Поклонившись нам, мужчина опустил на платформу большой чемодан и робко заговорил с Козловой. Он упрашивал ее о чем-то. Козлова сосредоточенно слушала его, кивая головой. «Подходящая пара», — подумал я. Руками в грубых шерстяных варежках человек, провожавший Козлову, поднял ее меховой воротник. Он оберегал Козлову от холода, стряхнул снежинку с ее плеча. Потом он поправил волосы на ее виске, выбившиеся из-под шляпки с меховой отделкой.
«Нежная пара», — продолжал думать я. Наверное, муж и жена. Они оба меня раздражали, не знаю почему. Ганшин прошел в купе, а я поднялся на площадку вагона и оттуда смотрел на Козлову и ее спутника.
Теперь говорила стенографистка. О чем она могла говорить? Наверное, о том, чтобы он не выходил на улицу без шарфа, чтобы вовремя обедал, чтобы не забыл уплатить за квартиру. Если у них есть дети, тогда она могла говорить, чтобы он следил за детьми.
Мы ехали на рудник всего на три-четыре дня, и езды было пять часов, не больше, между тем они прощались так, точно наша Козлова уезжала за Полярный круг. И спутник стенографистки иногда поглядывал на меня робко и просительно: пожалуйста, не обижайте мою жену, щадите ее женское достоинство, я знаю, как ведут себя в командировках холостые мужчины.
Когда поезд тронулся, я помог Козловой дотащить до купе ее громоздкий чемодан. Удивительно тяжелая была махина. Кирпичи в него набила она, что ли? Все в этой женщине вызывало во мне досаду. «На кой черт ее приставили к нам? — думал я. — Что она будет стенографировать на шахте?»

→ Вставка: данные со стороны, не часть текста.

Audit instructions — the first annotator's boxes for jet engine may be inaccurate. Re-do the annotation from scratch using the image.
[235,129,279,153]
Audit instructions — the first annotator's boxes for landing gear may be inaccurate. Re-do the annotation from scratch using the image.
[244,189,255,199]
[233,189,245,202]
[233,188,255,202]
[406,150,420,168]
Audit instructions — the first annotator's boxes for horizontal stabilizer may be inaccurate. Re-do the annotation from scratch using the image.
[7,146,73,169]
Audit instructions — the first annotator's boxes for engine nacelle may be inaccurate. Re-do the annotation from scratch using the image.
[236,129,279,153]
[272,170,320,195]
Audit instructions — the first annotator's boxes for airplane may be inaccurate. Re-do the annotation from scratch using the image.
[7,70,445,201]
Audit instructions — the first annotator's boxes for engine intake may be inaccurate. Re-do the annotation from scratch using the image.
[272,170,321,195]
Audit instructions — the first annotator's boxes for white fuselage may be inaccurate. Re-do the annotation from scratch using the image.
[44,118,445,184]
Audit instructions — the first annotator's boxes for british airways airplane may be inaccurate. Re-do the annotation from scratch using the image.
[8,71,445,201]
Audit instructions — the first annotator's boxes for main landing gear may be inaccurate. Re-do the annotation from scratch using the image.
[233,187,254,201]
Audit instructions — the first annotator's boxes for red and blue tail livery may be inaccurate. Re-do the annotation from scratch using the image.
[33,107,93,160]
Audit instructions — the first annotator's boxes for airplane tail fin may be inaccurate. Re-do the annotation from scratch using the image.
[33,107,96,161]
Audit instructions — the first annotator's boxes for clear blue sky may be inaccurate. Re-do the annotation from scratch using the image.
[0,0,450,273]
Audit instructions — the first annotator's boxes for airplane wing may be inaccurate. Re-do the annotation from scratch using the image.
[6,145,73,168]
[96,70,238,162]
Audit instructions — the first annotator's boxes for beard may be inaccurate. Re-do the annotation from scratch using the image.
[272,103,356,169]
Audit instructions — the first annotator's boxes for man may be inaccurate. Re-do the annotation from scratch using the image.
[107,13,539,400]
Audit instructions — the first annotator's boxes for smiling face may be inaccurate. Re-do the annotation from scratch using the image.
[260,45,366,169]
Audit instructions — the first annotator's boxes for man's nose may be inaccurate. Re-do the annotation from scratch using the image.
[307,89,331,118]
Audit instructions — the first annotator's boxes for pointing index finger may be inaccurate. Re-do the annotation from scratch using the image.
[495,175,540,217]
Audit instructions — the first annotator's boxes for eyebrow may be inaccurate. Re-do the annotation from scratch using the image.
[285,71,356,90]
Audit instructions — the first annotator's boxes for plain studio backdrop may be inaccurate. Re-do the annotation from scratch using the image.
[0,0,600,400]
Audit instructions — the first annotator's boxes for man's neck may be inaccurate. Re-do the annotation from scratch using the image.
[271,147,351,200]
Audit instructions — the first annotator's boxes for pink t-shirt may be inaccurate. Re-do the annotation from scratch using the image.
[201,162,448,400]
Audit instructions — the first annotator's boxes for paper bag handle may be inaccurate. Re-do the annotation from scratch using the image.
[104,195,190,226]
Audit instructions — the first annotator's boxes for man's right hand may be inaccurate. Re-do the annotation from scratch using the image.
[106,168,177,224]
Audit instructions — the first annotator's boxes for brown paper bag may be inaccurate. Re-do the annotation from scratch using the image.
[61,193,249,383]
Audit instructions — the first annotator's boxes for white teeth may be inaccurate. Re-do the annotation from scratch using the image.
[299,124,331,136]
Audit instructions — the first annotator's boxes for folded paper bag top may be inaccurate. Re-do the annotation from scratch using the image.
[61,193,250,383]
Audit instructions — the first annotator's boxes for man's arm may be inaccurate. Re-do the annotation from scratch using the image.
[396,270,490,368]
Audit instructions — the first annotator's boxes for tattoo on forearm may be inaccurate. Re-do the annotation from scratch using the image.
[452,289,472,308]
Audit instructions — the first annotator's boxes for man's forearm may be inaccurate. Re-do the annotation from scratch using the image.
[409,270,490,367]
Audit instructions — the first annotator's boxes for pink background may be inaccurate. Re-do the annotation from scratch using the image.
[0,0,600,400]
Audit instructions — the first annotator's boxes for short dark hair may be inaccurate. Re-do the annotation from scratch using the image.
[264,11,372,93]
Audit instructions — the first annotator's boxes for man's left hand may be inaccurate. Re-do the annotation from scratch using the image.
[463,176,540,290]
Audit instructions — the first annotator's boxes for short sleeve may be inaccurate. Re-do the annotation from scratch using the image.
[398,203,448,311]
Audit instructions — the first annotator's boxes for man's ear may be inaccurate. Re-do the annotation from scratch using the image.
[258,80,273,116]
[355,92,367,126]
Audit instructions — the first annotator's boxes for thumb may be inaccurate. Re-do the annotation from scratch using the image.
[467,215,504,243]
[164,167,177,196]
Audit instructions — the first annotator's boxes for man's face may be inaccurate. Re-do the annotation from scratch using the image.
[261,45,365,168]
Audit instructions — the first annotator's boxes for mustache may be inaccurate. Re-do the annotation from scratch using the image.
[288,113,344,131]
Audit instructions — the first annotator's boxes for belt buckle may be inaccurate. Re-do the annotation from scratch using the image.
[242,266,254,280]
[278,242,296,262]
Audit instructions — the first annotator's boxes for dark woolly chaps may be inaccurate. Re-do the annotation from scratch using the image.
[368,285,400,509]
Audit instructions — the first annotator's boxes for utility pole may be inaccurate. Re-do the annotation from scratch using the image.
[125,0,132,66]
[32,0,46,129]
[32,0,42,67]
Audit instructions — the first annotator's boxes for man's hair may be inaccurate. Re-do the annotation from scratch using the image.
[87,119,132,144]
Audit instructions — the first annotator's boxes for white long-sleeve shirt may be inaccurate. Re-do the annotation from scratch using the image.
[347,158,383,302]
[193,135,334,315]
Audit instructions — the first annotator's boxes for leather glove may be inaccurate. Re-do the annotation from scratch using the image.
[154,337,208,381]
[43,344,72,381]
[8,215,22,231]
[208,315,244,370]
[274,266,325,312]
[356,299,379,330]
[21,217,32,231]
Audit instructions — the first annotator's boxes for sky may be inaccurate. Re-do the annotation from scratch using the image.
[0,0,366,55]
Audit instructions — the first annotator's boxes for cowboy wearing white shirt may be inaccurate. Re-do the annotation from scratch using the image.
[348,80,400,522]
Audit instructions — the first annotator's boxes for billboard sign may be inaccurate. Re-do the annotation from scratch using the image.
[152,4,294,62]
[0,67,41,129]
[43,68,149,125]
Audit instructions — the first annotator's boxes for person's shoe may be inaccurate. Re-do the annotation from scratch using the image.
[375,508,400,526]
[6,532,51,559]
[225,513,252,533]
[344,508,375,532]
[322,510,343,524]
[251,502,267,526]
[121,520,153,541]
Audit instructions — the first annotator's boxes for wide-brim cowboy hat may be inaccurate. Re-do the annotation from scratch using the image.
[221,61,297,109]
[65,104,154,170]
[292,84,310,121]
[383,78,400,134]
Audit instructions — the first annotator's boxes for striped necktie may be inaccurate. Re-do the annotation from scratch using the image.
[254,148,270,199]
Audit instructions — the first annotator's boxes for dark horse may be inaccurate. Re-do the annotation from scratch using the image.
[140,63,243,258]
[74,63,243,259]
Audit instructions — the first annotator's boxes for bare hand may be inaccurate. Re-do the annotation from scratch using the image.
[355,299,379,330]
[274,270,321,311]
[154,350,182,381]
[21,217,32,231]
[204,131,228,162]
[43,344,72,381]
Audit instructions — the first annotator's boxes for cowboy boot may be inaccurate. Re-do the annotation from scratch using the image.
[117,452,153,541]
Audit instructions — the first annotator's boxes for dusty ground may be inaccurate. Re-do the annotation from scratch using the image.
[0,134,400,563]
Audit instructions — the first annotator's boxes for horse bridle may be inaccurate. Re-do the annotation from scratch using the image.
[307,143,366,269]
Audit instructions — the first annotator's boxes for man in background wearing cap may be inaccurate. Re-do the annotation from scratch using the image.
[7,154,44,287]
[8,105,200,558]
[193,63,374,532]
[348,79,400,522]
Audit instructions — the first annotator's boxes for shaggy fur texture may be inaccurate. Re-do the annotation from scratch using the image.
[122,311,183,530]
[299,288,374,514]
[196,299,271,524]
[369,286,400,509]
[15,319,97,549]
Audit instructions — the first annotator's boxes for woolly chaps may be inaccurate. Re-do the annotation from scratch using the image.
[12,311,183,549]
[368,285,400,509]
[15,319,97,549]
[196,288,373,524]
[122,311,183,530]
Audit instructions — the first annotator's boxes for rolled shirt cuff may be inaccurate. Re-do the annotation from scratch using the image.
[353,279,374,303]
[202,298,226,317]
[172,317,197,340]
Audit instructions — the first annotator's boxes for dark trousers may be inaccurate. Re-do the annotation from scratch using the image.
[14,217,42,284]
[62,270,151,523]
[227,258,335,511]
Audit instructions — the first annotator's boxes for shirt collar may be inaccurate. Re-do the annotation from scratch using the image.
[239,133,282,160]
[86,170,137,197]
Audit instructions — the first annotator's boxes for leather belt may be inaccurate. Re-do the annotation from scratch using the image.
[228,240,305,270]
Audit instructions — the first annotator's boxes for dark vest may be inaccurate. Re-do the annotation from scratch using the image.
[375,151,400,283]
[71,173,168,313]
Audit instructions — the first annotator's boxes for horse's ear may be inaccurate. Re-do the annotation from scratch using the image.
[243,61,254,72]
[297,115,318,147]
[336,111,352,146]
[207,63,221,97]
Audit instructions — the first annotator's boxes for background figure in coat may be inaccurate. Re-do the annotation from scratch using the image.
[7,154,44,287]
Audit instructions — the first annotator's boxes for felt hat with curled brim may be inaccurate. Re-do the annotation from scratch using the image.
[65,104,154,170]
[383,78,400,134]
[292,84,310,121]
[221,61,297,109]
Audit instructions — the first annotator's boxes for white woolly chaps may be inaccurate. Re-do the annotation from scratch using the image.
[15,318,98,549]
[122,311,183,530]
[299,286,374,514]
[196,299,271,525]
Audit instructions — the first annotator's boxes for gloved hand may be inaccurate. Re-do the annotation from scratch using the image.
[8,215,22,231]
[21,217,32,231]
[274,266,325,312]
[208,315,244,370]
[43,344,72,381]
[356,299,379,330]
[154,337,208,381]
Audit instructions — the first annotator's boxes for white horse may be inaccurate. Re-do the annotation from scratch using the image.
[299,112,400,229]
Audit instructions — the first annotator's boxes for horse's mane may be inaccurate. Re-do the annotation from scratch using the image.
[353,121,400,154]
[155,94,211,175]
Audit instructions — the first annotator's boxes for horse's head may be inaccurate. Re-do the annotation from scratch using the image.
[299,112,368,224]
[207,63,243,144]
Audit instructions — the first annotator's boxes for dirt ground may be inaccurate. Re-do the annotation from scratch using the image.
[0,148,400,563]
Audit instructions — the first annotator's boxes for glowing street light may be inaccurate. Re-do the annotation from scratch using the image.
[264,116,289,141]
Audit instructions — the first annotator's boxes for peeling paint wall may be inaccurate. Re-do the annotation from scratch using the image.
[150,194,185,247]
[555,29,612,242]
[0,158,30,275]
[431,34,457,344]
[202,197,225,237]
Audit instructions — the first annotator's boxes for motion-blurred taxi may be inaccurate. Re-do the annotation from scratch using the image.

Ганшин лежал в пальто на нижнем диване, развернув газету.
— Вам холодно, Виктор Ильич? — спросил я и подумал: уж не заболел ли он?
Опустив газету, Ганшин взглянул на меня и ничего не ответил. Козлова между тем протиснулась в купе и села напротив Ганшина. Она сидела, прислонившись к стенке, не снявши шубы и не касаясь ногами пола. Лицо ее было сосредоточенно. Мыслями Козлова была еще в Свердловске. Вероятно, Ганшину стало жаль ее.
— Шубу сняли бы, Валентина Петровна, — сказал он.
— Ничего, сейчас, — ответила Козлова.
— Отчего вы сами не раздеваетесь? — спросил я Ганшина и вскинул чугунный чемодан Козловой на место для багажа.
Затем я разделся и повесил шубу, оставшись стоять в проходе.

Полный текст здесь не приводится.